On Aug. 28, the fourth Hawaii Space Exploration and Analog and Simulation mission will begin, with six scientists spending a full year inside an isolated, solar-powered dome atop the Mauna Loa volcano.
Their goal: Prepare humans for life on Mars.
The mission, which is scheduled to last four months longer than the last HI-SEAS undertaking, will allow researchers to better understand the risks associated with space travel.
The crew of three men and three women will live inside a 1,000-square-foot Mars-like habitat, located 8,200 feet above sea level.

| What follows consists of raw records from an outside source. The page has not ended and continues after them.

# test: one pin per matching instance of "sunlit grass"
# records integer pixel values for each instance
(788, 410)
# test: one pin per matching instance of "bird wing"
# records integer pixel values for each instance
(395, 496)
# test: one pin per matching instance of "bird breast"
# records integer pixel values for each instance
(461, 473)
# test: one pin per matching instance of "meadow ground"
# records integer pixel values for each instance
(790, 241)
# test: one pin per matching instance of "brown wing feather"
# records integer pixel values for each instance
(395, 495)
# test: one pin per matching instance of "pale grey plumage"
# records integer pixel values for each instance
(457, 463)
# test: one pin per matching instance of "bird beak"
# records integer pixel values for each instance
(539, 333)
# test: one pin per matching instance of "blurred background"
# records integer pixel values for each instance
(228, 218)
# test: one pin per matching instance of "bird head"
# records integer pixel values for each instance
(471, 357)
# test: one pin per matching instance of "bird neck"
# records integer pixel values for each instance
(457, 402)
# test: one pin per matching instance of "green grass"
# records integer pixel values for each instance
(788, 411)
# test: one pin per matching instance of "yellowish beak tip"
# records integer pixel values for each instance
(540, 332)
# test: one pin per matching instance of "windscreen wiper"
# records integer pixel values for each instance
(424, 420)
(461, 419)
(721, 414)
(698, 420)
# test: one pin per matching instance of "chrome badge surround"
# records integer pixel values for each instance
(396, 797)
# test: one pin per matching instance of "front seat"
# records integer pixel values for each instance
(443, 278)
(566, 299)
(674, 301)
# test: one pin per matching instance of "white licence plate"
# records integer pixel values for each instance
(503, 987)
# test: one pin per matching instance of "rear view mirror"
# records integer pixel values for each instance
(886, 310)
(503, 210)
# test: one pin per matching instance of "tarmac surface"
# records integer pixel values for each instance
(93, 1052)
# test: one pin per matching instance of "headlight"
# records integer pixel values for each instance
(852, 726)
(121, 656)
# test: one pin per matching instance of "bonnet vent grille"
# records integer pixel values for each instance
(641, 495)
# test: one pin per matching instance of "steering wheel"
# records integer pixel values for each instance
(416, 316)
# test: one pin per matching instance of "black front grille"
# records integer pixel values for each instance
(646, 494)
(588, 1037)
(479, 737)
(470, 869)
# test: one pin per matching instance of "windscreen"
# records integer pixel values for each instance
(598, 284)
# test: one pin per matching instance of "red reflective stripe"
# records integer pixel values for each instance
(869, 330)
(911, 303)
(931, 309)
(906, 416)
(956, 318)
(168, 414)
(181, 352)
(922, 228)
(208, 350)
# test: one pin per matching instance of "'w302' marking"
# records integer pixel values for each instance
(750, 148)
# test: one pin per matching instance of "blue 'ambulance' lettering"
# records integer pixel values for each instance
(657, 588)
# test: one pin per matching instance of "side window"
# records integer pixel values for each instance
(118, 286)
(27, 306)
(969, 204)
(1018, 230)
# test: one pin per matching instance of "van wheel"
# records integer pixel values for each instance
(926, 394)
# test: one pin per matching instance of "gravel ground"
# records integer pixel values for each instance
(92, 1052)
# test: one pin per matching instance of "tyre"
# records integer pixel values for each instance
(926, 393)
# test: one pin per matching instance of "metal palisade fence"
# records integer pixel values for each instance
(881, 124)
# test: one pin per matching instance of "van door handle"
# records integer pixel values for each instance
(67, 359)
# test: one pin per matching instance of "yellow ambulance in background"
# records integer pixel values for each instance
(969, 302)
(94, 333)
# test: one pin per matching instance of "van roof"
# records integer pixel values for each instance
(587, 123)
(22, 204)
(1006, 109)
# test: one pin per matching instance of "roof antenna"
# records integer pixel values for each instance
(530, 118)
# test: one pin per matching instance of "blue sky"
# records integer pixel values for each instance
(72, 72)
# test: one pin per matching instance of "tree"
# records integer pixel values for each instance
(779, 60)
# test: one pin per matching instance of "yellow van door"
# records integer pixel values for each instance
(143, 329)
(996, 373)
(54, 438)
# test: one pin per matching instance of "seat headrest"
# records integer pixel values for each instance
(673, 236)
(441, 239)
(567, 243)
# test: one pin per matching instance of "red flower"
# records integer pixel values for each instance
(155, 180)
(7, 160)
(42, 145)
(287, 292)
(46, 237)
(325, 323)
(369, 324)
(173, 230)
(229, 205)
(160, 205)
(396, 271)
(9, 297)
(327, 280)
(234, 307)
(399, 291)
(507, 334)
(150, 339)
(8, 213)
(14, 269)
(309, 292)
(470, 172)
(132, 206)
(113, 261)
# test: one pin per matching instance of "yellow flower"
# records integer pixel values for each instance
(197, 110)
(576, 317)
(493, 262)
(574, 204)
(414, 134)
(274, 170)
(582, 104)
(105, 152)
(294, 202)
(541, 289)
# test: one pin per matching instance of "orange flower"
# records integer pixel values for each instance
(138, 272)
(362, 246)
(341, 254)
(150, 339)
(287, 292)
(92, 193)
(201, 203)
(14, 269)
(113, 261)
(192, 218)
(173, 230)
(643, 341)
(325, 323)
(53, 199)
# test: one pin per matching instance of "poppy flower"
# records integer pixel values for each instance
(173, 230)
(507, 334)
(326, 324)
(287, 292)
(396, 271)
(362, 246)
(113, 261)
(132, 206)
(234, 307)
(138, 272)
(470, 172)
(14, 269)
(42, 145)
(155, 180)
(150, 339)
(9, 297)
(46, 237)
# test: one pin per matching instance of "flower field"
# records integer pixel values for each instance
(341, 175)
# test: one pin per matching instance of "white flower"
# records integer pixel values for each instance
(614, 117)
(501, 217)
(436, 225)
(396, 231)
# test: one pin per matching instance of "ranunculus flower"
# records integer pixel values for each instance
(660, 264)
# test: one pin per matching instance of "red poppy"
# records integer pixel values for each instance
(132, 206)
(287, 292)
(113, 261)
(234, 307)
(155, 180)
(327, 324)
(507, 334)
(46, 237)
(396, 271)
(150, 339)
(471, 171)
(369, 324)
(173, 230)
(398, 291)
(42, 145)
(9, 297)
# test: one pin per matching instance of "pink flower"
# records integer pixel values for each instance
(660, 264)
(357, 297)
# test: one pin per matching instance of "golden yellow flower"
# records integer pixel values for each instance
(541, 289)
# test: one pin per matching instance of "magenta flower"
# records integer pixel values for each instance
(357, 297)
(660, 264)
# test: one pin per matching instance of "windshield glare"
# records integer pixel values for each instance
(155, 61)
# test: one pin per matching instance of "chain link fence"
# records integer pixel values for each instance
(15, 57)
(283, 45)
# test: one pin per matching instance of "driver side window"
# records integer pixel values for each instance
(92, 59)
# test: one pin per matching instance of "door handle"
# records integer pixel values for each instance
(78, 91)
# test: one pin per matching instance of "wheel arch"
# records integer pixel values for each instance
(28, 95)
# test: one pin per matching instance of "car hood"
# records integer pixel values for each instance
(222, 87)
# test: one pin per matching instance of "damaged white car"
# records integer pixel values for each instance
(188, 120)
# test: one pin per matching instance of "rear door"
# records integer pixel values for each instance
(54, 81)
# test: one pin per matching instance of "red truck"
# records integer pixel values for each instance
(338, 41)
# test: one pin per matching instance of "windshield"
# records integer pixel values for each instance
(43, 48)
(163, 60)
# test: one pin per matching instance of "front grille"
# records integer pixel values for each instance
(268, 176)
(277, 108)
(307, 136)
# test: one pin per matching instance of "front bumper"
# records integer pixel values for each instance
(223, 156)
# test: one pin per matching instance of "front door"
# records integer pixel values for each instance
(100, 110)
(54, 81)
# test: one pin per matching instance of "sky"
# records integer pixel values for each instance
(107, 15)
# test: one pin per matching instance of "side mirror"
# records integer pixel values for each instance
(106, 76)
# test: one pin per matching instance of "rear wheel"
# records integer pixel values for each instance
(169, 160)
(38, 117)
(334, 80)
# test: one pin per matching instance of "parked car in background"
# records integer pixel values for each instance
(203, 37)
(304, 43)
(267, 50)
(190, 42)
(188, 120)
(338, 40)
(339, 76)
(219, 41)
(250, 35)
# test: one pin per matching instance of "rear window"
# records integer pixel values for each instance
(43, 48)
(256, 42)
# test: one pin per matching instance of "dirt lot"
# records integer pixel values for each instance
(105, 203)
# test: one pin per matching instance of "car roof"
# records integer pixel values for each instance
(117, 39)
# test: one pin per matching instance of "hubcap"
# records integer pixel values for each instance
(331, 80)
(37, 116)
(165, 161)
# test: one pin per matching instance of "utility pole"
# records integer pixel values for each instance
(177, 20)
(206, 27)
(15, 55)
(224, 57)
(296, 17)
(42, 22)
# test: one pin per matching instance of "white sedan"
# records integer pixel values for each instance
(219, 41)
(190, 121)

They'll only be allowed to venture outside while dressed in full spacesuits, and contact with the outside world will be limited to email messages -- which will be artificially delayed 20 minutes to simulate communication in space.
Using cameras, body movement trackers and electronic surveys, researchers will gather data on a wide range of cognitive, social and emotional factors that could affect team performance in actual outer space.
“We hope that this upcoming mission will build on our current understanding of the social and psychological factors involved in long duration space exploration and give NASA solid data on how best to select and support a flight crew that will work cohesively as a team while in space," Kim Binsted, HI-SEAS principal investigator and a professor at the University of Hawaii at Manoa, said in a statement last month.
It may not be the Hawaii vacation that most people dream of, but hundreds of people applied to be part of the simulated Mars mission nonetheless.
"They actually competed for it," Binsted told The Huffington Post of the scientists selected.
Sheyna Gifford, a researcher in astrophysics, neuroscience and psychology from St. Louis, is among those chosen for the upcoming mission and will serve as the team's medical officer.
In an interview with OnStL Radio, Gifford said she always dreamed of becoming an astronaut and that she'd even consider going to Mars, if the opportunity ever came along.
"I'm more concerned that we get there as a society," she told OnStL. "And then if I have the opportunity, maybe later on in my life, that would be a really neat thing to do. But first things first. Let's take the first step."
According to goals outlined in the U.S. National Space Policy, NASA hopes to send astronauts to Mars at some point in the 2030s.